The Neume Notation Optical Character-Recognition (OCR) Program is written in the Java programming language. Java "applets" can ordinarily be run in Java-enabled Web browsers. Security restrictions imposed by Web browsers, however, prohibit access to the file system on the user's computer by a Java applet. Consequently, the Neume OCR Program is currently available only as a stand-alone Java "application" and cannot be run over the Web.
Use of the Neume OCR Program on your computer requires that you have JDK (Java Development Kit) version 1.1, or higher, installed. Please contact the author for more information.
The fly in the ointment for the Neume Notation Editor is that the data-entry process is laborious. We think it would be tremendously helpful to have an optical character-recognition (OCR) program that could give a good first approximation of transcriptions from scanned, manuscript photographs to the "universal" data representation of the Neume Notation Project.
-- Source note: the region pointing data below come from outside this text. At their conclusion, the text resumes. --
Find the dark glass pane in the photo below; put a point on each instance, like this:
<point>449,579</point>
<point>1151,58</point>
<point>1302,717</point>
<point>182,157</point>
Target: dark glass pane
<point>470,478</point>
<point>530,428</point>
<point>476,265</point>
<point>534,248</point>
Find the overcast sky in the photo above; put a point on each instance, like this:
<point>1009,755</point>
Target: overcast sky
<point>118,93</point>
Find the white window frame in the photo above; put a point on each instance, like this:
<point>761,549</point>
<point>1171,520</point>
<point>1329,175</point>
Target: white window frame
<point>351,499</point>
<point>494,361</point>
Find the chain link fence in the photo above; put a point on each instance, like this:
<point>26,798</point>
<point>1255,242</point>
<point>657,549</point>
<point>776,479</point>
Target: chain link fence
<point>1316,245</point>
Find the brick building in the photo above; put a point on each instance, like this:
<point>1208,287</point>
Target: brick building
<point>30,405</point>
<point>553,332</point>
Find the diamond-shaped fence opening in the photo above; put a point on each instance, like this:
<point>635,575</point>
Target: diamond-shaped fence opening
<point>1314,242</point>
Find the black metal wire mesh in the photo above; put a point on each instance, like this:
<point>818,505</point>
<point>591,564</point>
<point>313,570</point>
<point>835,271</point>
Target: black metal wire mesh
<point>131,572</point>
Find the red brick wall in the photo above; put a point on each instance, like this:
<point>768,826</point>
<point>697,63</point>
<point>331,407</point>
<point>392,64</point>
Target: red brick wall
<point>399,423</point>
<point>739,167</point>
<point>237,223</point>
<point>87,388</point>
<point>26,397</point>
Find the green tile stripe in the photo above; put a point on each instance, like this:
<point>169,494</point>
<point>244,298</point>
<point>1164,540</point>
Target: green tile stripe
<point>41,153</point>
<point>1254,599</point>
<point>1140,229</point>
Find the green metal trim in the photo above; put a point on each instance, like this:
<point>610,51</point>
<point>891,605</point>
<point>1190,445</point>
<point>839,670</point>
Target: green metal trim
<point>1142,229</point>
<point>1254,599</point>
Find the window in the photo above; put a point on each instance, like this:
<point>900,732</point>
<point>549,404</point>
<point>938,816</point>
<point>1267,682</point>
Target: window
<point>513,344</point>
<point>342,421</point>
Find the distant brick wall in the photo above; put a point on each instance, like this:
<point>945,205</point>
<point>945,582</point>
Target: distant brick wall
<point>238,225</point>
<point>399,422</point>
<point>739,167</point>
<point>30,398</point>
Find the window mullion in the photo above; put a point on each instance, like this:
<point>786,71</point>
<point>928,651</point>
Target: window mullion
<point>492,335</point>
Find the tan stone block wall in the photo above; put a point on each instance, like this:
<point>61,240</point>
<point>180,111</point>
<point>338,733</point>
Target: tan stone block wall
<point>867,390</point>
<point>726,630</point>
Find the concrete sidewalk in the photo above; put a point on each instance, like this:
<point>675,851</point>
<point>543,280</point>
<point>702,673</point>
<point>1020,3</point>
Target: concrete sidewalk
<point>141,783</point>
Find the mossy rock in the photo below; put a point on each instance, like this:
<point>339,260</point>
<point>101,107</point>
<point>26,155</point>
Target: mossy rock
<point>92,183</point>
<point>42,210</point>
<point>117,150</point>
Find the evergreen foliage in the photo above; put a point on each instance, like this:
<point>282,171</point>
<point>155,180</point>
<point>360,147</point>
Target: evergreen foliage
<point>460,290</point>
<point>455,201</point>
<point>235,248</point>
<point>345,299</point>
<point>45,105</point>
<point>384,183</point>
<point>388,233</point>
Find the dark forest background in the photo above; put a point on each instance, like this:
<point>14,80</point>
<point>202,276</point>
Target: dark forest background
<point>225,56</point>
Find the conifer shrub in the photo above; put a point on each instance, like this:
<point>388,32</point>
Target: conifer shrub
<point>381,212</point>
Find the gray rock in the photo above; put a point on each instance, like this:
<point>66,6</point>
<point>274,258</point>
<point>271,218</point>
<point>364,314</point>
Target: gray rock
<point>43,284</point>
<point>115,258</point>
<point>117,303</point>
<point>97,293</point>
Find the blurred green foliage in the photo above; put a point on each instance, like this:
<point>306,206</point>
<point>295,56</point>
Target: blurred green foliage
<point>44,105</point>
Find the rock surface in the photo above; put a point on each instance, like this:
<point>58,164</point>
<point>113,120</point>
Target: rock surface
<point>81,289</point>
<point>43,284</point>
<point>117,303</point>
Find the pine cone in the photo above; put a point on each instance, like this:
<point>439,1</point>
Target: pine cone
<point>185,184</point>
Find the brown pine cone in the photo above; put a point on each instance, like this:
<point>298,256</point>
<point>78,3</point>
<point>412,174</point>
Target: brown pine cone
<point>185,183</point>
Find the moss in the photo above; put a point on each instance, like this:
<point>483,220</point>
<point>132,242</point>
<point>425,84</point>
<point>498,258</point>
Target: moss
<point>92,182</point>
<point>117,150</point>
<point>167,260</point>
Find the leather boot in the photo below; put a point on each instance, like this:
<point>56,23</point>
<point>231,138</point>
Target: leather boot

The falling cost of computer processor cycles and computer memory, coupled with substantial advances in software theory and practice, have made feasible similar OCR applications, for example, automatic text recognition on hand-written checks. The huge financial resources of banks, and the cost-saving incentive for developing such software, have made possible this dream, which only a few years ago was considered to be infeasible. Unfortunately, there is no such financial incentive nor capital to drive similar work in medieval musicology. In general, the interest in medieval music notation is confined to a small number of musicologists at universities and a few religious organizations. In commercial marketing terms, this produces a very narrow, vertical market and one without enough financial base to support the development of OCR software for neume notation.
The purpose of the Neume OCR Program is to demonstrate a proof-of-concept, that through the use of neural networks and genetic algorithms (discussed below), software could be evolved to do a good first-approximation of neume recognition from scanned manuscripts. Our purpose is to show that such software could be developed almost free of cost, and make feasible an automatic transcription to the Neume Notation Project's data representation. If we can successfully evolve software to recognize just one style of neume notation, then it should be mainly a matter of iteration to develop software to recognize other notational styles.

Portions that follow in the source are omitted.